Auf der Suche nach den Bruchstücken der magischen Drachenkugel kommt Raya die gewiefte Namaari (Gemma Chan) in die Quere.
© Disney
Das ohnehin schon überladene Fantasy-Actionabenteuer tut sich auch keinen Gefallen damit, seine mythologisch-historischen Versatzstücke mit zeitgenössischen komödiantischen Einlagen "anzureichern", ausgehend von Awkwafinas Casting als Sisu. Die New Yorker Schauspielerin, Komikerin und Rapperin, die vor allem für ihre urkomischen Leistungen als Charakterdarstellerin in Ocean's Eight (2018) und Crazy Rich Asians (2018) bekannt ist, spielt hier weniger eine klar definierte Rolle, als dass sie eine Leerstelle im Drehbuch mit ihrer eigenen Comedy-Persona ausfüllt – was nach ihrer grossartigen dramatischen Darbietung in Lulu Wangs wunderbarem The Farewell (2019) besonders enttäuschend ist. "I'm not the best dragon", warnt Sisu Raya bei ihrem ersten Treffen. Warum genau, bleibt weitgehend ein Rätsel – ausserhalb der Tatsache, dass Sisu, wie die meisten von Awkwafinas Film- und Bühnenfiguren, ein ungelenkes Plappermaul mit akuter Witzelsucht ist.

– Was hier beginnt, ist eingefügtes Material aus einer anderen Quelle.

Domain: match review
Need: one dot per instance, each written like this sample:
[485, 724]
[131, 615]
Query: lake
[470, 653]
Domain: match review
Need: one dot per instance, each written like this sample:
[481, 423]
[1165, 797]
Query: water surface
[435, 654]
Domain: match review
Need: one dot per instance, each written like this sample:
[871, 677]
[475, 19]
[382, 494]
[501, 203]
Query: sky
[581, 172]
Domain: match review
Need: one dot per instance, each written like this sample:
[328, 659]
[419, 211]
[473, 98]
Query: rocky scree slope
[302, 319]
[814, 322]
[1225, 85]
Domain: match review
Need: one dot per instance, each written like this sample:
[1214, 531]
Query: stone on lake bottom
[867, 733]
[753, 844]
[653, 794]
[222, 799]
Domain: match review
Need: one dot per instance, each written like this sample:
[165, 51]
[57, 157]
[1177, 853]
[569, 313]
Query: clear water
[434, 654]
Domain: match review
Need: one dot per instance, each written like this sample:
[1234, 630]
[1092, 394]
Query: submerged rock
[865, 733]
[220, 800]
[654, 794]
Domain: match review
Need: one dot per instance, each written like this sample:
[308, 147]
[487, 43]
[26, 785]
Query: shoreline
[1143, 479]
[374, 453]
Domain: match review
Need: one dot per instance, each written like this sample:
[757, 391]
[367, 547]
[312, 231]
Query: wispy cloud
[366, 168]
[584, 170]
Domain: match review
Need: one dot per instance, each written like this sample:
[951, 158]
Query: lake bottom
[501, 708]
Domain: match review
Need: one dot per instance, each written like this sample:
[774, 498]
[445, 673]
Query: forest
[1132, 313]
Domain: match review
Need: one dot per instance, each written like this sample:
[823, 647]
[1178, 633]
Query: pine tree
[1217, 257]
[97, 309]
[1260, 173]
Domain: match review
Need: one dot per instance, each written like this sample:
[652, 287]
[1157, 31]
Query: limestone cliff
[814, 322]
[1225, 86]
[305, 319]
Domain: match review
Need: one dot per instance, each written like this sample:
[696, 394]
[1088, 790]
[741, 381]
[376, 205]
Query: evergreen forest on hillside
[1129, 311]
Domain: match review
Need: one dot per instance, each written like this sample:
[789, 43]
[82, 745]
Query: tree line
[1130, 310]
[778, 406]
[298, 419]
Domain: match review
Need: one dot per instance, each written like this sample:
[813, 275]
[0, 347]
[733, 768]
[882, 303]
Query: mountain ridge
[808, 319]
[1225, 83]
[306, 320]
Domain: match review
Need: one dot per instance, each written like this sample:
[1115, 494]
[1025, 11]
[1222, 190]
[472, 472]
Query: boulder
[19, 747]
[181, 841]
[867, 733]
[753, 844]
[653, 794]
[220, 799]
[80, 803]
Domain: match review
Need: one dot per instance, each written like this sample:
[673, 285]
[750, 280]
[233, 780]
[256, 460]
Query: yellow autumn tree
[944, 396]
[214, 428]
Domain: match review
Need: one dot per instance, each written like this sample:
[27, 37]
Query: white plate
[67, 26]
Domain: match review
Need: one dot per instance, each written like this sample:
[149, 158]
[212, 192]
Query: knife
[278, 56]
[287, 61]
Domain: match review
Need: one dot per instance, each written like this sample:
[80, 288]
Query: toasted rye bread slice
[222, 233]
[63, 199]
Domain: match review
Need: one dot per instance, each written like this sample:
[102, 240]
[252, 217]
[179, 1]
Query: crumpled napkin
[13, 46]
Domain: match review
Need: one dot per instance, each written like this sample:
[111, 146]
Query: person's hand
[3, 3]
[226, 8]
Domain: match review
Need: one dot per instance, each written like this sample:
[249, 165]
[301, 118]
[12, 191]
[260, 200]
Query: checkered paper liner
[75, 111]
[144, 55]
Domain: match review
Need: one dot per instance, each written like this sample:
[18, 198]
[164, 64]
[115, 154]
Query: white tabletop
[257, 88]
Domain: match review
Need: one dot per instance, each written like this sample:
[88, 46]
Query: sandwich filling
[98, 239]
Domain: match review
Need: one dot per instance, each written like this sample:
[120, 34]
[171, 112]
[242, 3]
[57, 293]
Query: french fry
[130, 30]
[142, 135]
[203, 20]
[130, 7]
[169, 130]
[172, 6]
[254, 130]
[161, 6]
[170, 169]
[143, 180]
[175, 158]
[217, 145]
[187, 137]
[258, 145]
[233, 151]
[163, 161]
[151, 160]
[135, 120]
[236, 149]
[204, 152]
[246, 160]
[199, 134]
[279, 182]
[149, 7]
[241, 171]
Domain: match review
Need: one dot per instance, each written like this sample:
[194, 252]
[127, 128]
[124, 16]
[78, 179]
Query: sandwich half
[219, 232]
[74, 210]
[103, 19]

Es ist diese fehlgeleitete Kombination aus oberflächlich erzähltem Epos und einer familienfreundlichen Version linkischer Impro-Comedy Marke Judd Apatow (Trainwreck, The King of Staten Island), wo Sprüche über Gruppenprojekte geklopft und Meta-Kommentare über peinliche Situationen gemacht werden, an welcher der Film letzten Endes zerbricht. Raya and the Last Dragon wirkt nicht wie eine kohärente Vision, sondern wie eine Sammlung einfach zu vermarktender Einzelteile, die in einem Disney-Marktforschungslabor zu einem franchisentauglichen Monstrum zusammengepappt wurden.